I was technically in the US for seven hours before the plane actually touched down. Dublin has this ludicrous ‘pre-clearance’ system for American fights, which involved the US immigration officers being based in Ireland and us doing two security checks inside the same airport, both checking entirely the same thing. They asked us our jobs; sadly we weren’t quite quick-witted enough to decide to be beggars, gypsies, rocket scientists or gynaecologists. You just don’t expect these things, and at the time we found it really bizarre. It’s all very well applying security in your own country, but imagine a system where every country had the same requirements? Please proceed to Cape Verde’s pre-departure checks before boarding you flight… the airport would be bigger than the city itself. We really didn’t need more reminders of why American self-importance gets our backs up at quite the moment it arrived. Still, it saved queuing at the other end.

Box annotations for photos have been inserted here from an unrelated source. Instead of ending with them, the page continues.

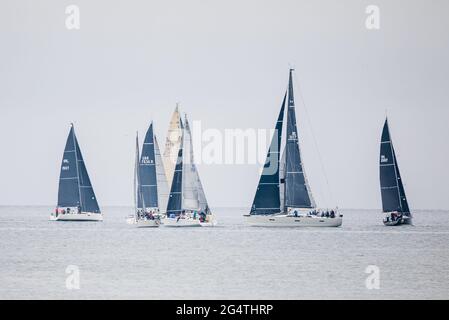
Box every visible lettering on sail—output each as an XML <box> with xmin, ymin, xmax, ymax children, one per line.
<box><xmin>140</xmin><ymin>156</ymin><xmax>153</xmax><ymax>164</ymax></box>
<box><xmin>61</xmin><ymin>159</ymin><xmax>70</xmax><ymax>171</ymax></box>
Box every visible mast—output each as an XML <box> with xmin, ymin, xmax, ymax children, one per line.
<box><xmin>134</xmin><ymin>132</ymin><xmax>139</xmax><ymax>219</ymax></box>
<box><xmin>284</xmin><ymin>69</ymin><xmax>313</xmax><ymax>210</ymax></box>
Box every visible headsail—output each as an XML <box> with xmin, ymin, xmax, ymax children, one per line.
<box><xmin>137</xmin><ymin>123</ymin><xmax>159</xmax><ymax>209</ymax></box>
<box><xmin>284</xmin><ymin>70</ymin><xmax>313</xmax><ymax>208</ymax></box>
<box><xmin>58</xmin><ymin>125</ymin><xmax>100</xmax><ymax>213</ymax></box>
<box><xmin>251</xmin><ymin>94</ymin><xmax>287</xmax><ymax>215</ymax></box>
<box><xmin>379</xmin><ymin>119</ymin><xmax>410</xmax><ymax>215</ymax></box>
<box><xmin>163</xmin><ymin>105</ymin><xmax>182</xmax><ymax>187</ymax></box>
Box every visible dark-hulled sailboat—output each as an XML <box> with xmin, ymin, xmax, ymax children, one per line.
<box><xmin>379</xmin><ymin>119</ymin><xmax>412</xmax><ymax>226</ymax></box>
<box><xmin>245</xmin><ymin>69</ymin><xmax>342</xmax><ymax>227</ymax></box>
<box><xmin>134</xmin><ymin>123</ymin><xmax>168</xmax><ymax>227</ymax></box>
<box><xmin>50</xmin><ymin>124</ymin><xmax>103</xmax><ymax>221</ymax></box>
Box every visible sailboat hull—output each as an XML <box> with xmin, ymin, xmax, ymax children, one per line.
<box><xmin>245</xmin><ymin>215</ymin><xmax>343</xmax><ymax>227</ymax></box>
<box><xmin>50</xmin><ymin>212</ymin><xmax>103</xmax><ymax>221</ymax></box>
<box><xmin>136</xmin><ymin>219</ymin><xmax>161</xmax><ymax>228</ymax></box>
<box><xmin>200</xmin><ymin>214</ymin><xmax>218</xmax><ymax>227</ymax></box>
<box><xmin>162</xmin><ymin>218</ymin><xmax>201</xmax><ymax>228</ymax></box>
<box><xmin>383</xmin><ymin>213</ymin><xmax>413</xmax><ymax>227</ymax></box>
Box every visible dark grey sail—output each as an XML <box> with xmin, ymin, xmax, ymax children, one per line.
<box><xmin>251</xmin><ymin>93</ymin><xmax>287</xmax><ymax>215</ymax></box>
<box><xmin>58</xmin><ymin>126</ymin><xmax>80</xmax><ymax>208</ymax></box>
<box><xmin>137</xmin><ymin>123</ymin><xmax>159</xmax><ymax>209</ymax></box>
<box><xmin>167</xmin><ymin>122</ymin><xmax>184</xmax><ymax>217</ymax></box>
<box><xmin>379</xmin><ymin>119</ymin><xmax>410</xmax><ymax>215</ymax></box>
<box><xmin>284</xmin><ymin>70</ymin><xmax>313</xmax><ymax>208</ymax></box>
<box><xmin>58</xmin><ymin>125</ymin><xmax>100</xmax><ymax>213</ymax></box>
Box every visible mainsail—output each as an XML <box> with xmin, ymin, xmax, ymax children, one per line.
<box><xmin>137</xmin><ymin>123</ymin><xmax>159</xmax><ymax>209</ymax></box>
<box><xmin>163</xmin><ymin>105</ymin><xmax>182</xmax><ymax>187</ymax></box>
<box><xmin>154</xmin><ymin>136</ymin><xmax>169</xmax><ymax>211</ymax></box>
<box><xmin>58</xmin><ymin>125</ymin><xmax>100</xmax><ymax>213</ymax></box>
<box><xmin>182</xmin><ymin>117</ymin><xmax>199</xmax><ymax>210</ymax></box>
<box><xmin>134</xmin><ymin>133</ymin><xmax>146</xmax><ymax>218</ymax></box>
<box><xmin>284</xmin><ymin>70</ymin><xmax>313</xmax><ymax>208</ymax></box>
<box><xmin>379</xmin><ymin>119</ymin><xmax>410</xmax><ymax>215</ymax></box>
<box><xmin>167</xmin><ymin>117</ymin><xmax>209</xmax><ymax>216</ymax></box>
<box><xmin>167</xmin><ymin>123</ymin><xmax>184</xmax><ymax>217</ymax></box>
<box><xmin>251</xmin><ymin>94</ymin><xmax>287</xmax><ymax>215</ymax></box>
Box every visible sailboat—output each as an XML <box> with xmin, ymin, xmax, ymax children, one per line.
<box><xmin>50</xmin><ymin>124</ymin><xmax>103</xmax><ymax>221</ymax></box>
<box><xmin>163</xmin><ymin>104</ymin><xmax>182</xmax><ymax>189</ymax></box>
<box><xmin>379</xmin><ymin>119</ymin><xmax>412</xmax><ymax>226</ymax></box>
<box><xmin>134</xmin><ymin>123</ymin><xmax>168</xmax><ymax>227</ymax></box>
<box><xmin>163</xmin><ymin>116</ymin><xmax>217</xmax><ymax>227</ymax></box>
<box><xmin>245</xmin><ymin>69</ymin><xmax>343</xmax><ymax>227</ymax></box>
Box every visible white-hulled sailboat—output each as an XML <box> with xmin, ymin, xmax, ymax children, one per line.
<box><xmin>379</xmin><ymin>119</ymin><xmax>412</xmax><ymax>226</ymax></box>
<box><xmin>163</xmin><ymin>117</ymin><xmax>216</xmax><ymax>227</ymax></box>
<box><xmin>245</xmin><ymin>69</ymin><xmax>343</xmax><ymax>227</ymax></box>
<box><xmin>50</xmin><ymin>124</ymin><xmax>103</xmax><ymax>221</ymax></box>
<box><xmin>134</xmin><ymin>123</ymin><xmax>168</xmax><ymax>228</ymax></box>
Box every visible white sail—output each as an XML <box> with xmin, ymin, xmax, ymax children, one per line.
<box><xmin>154</xmin><ymin>136</ymin><xmax>169</xmax><ymax>212</ymax></box>
<box><xmin>182</xmin><ymin>119</ymin><xmax>199</xmax><ymax>210</ymax></box>
<box><xmin>279</xmin><ymin>148</ymin><xmax>285</xmax><ymax>212</ymax></box>
<box><xmin>163</xmin><ymin>106</ymin><xmax>182</xmax><ymax>189</ymax></box>
<box><xmin>194</xmin><ymin>165</ymin><xmax>209</xmax><ymax>212</ymax></box>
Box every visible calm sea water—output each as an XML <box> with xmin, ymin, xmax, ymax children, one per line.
<box><xmin>0</xmin><ymin>207</ymin><xmax>449</xmax><ymax>299</ymax></box>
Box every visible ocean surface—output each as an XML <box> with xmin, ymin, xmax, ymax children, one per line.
<box><xmin>0</xmin><ymin>207</ymin><xmax>449</xmax><ymax>300</ymax></box>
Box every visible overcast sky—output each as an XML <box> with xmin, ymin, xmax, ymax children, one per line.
<box><xmin>0</xmin><ymin>0</ymin><xmax>449</xmax><ymax>209</ymax></box>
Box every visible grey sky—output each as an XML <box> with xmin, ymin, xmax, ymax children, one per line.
<box><xmin>0</xmin><ymin>0</ymin><xmax>449</xmax><ymax>209</ymax></box>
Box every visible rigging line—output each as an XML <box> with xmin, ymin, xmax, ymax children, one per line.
<box><xmin>294</xmin><ymin>72</ymin><xmax>334</xmax><ymax>207</ymax></box>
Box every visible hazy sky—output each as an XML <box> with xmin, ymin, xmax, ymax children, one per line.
<box><xmin>0</xmin><ymin>0</ymin><xmax>449</xmax><ymax>209</ymax></box>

New York, it has to be said is pretty breath taking straight off the bat. The area around JFK was like an endless line of housing repetition, a reminder of the intro song to ‘Weeds’, with dozens of different singers rehashing the same song about how suburban culture has become so mundanely similar. We made our way to our hotel on the Upper West side via a few incidents involving subway gates and suitcases (they’re not designed to fit through, I swear, but there’s no way we were going to pay for a taxi when there was a far cheaper, almost direct subway), and were quickly overwhelmed by the city. It’s not as manically busy as we expected, at least not around where we’re staying, but the nearest thing I’ve seen to the domineering height of the place is in Seoul, and there it exists only in far more sporadic patches. You could pick very nearly every building in some parts of the city and they’d all dwarf anything in Dublin. You know what’s coming, but it’s hard to get used to how ant-like New York makes you feel until you’re surrounded by floor after floor of monster towers. Even the cars, true to the stereotype, seem incapable of adjusting to fit to inner-city roads: they’re like barges with wheels.
We got in to the hotel at 4 in the afternoon New York time, which is 9pm Irish time, but we still managed to drag ourselves out in to the city just a little. We walked for a few dozen blocks along Broadway (which isn’t just a theatre district, but stretches along the entire Western Manhattan), stopping off for Helena to ogle happily at Century 21 (a discount designer clothes store), to take in the various soaring skyscrapers and to wonder off to get a quick glance of Central Park. The city’s quieter than I expected, but perhaps we just haven’t found those manic corners yet.
Energy levels were never going to last long tonight, but we did managed to track down a gorgeous Cuban restaurant on Broadway, and had some food we just couldn’t have found in Ireland against a backdrop of jingly Spanish guitar and washed down with some very overpriced red wine. But that’s what you get for eating on Broadway. Lots to explore tomorrow, and we’ve already booked tickets to see the New Jersey Nets NBA basketball on our last night, too. I already have a feeling that six days in New York will be nothing like enough, there’s just such a massive number of things to see.